Grantsboro, NC(Zone 8b)

Corehii that is to funny , I also have lots of plants considered poisonis but am not about to eat or waller thru them.

Johns Island, SC

Most Euphorbias are also listed as poisonous plants. Over the eons, most animals have developed instincts to avoid these plants. The other day I went out and found a newly planted Euphorbia eaten to the ground. Bambi prints all around it. I'm not basically a mean person, but I have to admit after I got over the normal gardener's reaction to such a thing, I started to really enjoy it. Nature at it's best.Revenge is sweet! I've got maybe 25-30 Euphorbias (E. (?), "Diamond Frost") planted out there, and not one has been touched since. Mother Nature teaches harsh lessons! "It's not nice to mess with Mother Nature..."

Columbia, SC(Zone 7b)

Some Euphorbs can also actually burn you with their sap.
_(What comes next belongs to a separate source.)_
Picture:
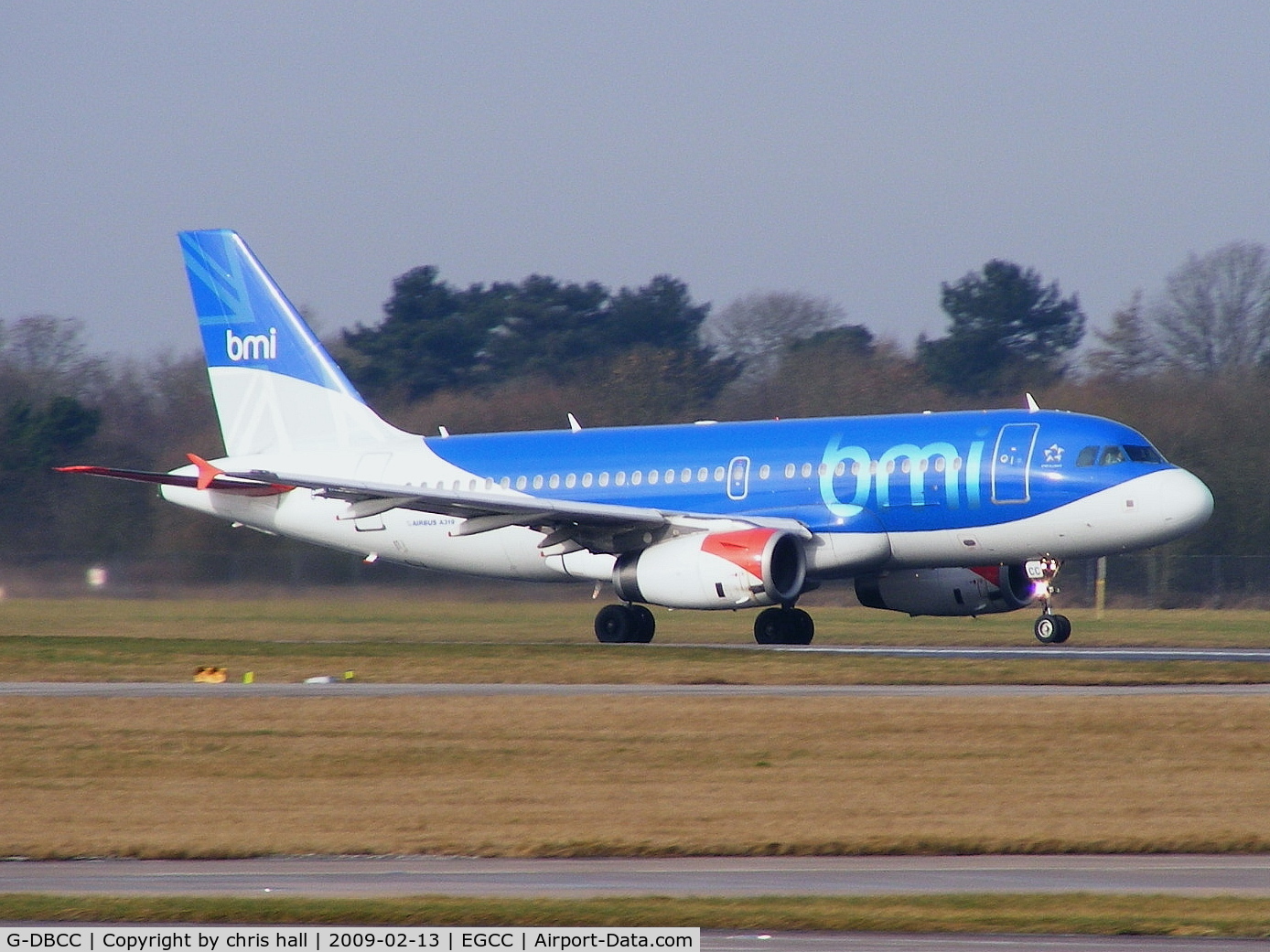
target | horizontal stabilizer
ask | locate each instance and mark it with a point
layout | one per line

I love them, but remind myself to wear gloves and be very careful not to brush my eyes or nose/mouth while trimming them (adding Hellebores to that list, too)

Excellent article here.
"How Dangerous are Euphorbias? (And Others in the Family Euphorbiaceae)"
BTW, the 2 euphorbs that I have I keep in the front year away from my goofy yellow lab, Abby. She is a plant taster, she thinks she is a cow. She has been laughed out of the Doggie Club because she loves our cats and she sleeps with them.